The idea is to break your organisation into different levels, where level 1 employees are cheap, but not worth poaching. Let the client deal directly with level 1 staff. Try to minimize as much contact between your client and your top level staff. I can bet you that one day, Joe had a nice little friendly conversation with your client about pay rates, but the person listening to Joe was probably a recruiter. No, thats not right, because the market for this employee is only one business.

This is very true, I know of people working on 60k who have bosses who would happily pay them k, but don't because they never complain about being on 60k. Welcome to the free market. Your staff are free to change jobs as they see fit.

Do you know that the staff didn't contact the client and ask for a job? Do you know that a recruitment company wasn't involved? Often, even in cases like this, they will be.

But all up, I think the real question is do you want to give your client a damn good laugh - because if you do then I suggest going ahead and asking them for a fee! His customers probably use him because they get to speak to highly exerienced highly professional staff, not some 17 year old just out of high school still popping zits.

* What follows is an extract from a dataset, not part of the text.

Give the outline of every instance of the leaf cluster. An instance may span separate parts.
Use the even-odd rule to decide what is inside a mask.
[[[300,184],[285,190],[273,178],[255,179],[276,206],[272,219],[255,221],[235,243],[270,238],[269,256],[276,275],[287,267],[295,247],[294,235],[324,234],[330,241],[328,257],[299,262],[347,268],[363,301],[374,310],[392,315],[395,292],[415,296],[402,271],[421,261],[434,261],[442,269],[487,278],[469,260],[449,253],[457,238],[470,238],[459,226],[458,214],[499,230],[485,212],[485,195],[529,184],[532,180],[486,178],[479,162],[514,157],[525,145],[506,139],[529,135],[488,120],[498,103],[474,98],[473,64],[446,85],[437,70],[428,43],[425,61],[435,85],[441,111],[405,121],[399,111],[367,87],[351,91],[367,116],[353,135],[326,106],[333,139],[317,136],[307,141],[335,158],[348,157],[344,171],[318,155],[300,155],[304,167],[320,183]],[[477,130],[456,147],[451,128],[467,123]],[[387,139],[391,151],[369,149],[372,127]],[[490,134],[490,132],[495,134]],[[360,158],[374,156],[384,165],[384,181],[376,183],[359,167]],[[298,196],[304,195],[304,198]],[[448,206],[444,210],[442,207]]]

I would think that is one of the main reasons they use his services. Going and doing a TPG or Dodo on them, and making only your inexperienced newbie staff accessable to them, is a good way to go broke. Your model might work barely in the ISP call centre industry where the only important things are numbers , but certainly would not in the coporate support industry. You only have to look at the number of complaints about customer service from companies that do this, to work out that its not a good idea for him.

Corporates pay top dollar for support because they expect top support. ISPs have the disadvantage of having to support a huge number of small clients and hence need high number of level 1 support. With corporate clients, level 1 support numbers can be significantly less - improving client satisfaction when dealing with the same level 1 person.

Giving end clients direct access to level 3 support people will lead to situations the OP describes. They'd still receive level 3 support in the end.